В течение того дня глашатай Медонт несколько раз проходил по городу с трубой, возвещая народу о торжествах по случаю свадьбы ключницы Евриклеи и гонца Ельпенора.
33. Ночною порой Одиссей размышлял вслух:
Судьбы людей, утопающие в пучинах седой древности, вечно будут не познаны в своей истинной, неповторимой сути, равно как мысли их и чувства. Ибо вместе с кончиной человека всяческие деяния его не проваливаются, как предполагаем мы, в забвенье и пустоту многовекового прошлого, но обрастают легендами и песнями, слепленными из крошева, из отрывочных, ненадежных лоскутов, из разбрызганной плазмы, и из них создаются образы, доступные пониманию и существующие на зло всеуничтожающим законам смерти и разложения, послушные, напротив, велениям жизни.
Минуту спустя:
Легенда у меня уже есть.
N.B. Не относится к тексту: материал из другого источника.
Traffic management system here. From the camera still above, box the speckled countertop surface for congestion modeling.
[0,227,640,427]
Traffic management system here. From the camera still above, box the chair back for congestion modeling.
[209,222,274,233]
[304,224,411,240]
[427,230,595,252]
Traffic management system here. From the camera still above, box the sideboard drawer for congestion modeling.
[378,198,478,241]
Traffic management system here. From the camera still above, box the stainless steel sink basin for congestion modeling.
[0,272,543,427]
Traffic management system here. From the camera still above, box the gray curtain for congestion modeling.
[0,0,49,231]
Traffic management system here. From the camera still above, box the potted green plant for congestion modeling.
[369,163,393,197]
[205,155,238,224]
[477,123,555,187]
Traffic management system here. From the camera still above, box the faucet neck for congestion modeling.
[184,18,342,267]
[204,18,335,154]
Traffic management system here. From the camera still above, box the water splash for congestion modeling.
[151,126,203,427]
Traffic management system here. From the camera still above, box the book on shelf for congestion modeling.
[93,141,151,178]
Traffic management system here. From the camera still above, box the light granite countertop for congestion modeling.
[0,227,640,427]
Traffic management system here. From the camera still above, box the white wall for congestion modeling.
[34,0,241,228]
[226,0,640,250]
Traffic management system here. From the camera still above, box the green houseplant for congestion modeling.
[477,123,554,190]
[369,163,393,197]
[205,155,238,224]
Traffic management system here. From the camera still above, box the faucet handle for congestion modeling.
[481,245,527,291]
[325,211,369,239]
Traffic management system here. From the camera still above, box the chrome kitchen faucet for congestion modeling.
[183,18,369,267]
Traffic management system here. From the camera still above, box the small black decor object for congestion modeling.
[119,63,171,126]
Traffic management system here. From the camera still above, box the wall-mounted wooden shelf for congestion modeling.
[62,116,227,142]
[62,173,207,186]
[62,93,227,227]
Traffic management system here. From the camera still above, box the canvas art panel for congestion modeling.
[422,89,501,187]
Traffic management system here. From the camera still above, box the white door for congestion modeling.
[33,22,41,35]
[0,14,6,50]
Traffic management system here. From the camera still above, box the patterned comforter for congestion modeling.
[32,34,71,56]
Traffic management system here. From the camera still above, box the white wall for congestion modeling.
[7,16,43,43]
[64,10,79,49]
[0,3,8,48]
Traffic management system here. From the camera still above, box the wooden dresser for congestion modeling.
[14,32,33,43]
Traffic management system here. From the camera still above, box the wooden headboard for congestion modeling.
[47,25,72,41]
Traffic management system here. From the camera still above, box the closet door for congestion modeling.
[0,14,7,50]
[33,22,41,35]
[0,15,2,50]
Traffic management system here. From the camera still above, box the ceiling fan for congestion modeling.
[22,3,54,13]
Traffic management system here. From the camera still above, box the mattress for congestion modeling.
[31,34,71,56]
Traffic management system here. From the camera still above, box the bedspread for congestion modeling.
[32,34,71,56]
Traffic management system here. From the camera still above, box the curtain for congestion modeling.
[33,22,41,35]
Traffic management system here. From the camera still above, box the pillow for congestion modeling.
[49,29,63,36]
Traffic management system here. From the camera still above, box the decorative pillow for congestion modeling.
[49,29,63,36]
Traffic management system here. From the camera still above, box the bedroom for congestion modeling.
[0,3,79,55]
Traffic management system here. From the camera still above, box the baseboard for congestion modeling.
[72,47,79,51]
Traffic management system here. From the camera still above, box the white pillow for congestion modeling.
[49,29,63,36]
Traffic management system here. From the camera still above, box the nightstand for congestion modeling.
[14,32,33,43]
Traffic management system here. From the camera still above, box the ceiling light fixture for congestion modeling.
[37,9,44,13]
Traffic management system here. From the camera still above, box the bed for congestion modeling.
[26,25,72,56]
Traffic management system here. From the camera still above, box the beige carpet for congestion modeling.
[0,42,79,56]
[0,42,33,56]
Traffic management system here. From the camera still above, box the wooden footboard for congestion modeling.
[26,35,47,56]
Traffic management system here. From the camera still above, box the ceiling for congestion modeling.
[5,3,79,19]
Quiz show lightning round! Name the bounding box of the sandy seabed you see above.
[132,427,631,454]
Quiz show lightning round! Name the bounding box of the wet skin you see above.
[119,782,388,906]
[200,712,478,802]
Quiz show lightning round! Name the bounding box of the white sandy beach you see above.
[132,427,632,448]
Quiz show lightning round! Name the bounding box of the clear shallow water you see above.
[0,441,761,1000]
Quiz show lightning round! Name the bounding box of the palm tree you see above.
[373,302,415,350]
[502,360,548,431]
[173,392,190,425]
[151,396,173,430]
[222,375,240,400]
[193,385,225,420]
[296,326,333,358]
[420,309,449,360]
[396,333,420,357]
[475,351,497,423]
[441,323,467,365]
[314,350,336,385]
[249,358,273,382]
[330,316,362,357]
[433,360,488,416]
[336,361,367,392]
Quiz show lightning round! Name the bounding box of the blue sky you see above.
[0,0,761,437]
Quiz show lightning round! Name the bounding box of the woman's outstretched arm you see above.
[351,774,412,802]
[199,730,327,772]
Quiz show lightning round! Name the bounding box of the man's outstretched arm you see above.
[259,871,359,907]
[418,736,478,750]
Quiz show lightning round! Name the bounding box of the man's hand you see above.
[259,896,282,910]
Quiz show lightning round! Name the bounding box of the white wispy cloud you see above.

Слава моя возглашается в песнях. Имя мое и деяния мои знают даже те, что родились, когда троянская война уже закончилась. Завтра о ней и о моих странствиях будут знать те, кто только завтра родится. Но где в этих песнях я? Мои мысли, огорчения, сомнения, заботы? Месяцы, дни и часы почти пятидесяти лет моей жизни? Кто из нас двоих подлинный — герой песен или я, живущий? Я живущий — что это значит? Или же своим существованием я сам себя искажаю, и мир делает то же, согласно меняющимся своим обычаям? Я хотел бы…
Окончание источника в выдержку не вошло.